TUNA TARTARE WITH SEAWEED
2 ahi tuna steaks, cut into 1/4” cubes
3 tablespoons organic soy sauce
1 teaspoon sesame oil
1 teaspoon chili garlic sauce
1 tablespoon toasted sesame seeds
1/2 green onion
1 red jalapeño pepper, sliced
4-ounce container of prepared seaweed salad
Green onion slivers for garnish
Pat ahi tuna dry with a paper towel. Transfer to a bowl. Add organic soy sauce, sesame oil, chili garlic sauce, toasted sesame seeds, the chopped white ends of the green onions, and the red jalapeño pepper slices.
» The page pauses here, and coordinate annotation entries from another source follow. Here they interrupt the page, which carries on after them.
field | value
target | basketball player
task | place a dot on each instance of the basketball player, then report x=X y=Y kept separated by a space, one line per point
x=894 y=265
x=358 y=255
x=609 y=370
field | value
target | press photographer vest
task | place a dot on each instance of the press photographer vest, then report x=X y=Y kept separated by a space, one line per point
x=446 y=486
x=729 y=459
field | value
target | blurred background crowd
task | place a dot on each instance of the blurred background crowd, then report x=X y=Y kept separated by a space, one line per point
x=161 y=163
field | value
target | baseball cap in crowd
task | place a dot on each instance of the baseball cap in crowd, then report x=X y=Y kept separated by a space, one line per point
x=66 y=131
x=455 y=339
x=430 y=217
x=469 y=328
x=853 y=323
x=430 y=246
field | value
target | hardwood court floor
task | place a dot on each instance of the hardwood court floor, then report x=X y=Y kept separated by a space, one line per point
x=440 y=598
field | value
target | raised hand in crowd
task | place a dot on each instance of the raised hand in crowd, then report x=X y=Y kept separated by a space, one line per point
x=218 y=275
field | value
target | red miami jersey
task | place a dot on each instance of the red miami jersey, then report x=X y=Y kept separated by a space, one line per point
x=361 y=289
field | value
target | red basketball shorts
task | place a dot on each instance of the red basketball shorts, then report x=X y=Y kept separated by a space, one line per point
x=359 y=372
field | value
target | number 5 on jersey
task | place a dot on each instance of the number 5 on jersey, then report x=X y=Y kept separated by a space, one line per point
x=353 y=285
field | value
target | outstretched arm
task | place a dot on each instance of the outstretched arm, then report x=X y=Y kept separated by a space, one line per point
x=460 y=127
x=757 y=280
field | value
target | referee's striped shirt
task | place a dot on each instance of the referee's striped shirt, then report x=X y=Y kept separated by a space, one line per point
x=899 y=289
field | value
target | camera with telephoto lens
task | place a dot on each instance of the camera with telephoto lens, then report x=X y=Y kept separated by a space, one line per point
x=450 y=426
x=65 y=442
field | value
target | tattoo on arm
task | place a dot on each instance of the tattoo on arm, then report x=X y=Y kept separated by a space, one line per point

Gently toss to coat. Cover and refrigerate one hour. To serve, place prepared seaweed salad on a plate. Layer ahi tuna over salad. Garnish with the remaining green onion curls.
What’s Cooking in Gail’s Kitchen? Start Smart: Marinated Mozzarella Flatbread! You’re probably like everyone else right now and could go to the freezer to pull out a prepared flatbread for supper. Another shortcut is to use marinated mozzarella cheese which already comes sliced in a blend of herbs and olive oil. Oftentimes, I freeze a surplus of cooked meat as well. In this case I already had seasoned Italian sausage, but you could certainly switch things up with pepperoni or sun-dried tomatoes. That’s the beauty of cooking at home. The results bring satisfaction. Just be careful of those piping hot stretchy cheese pulls.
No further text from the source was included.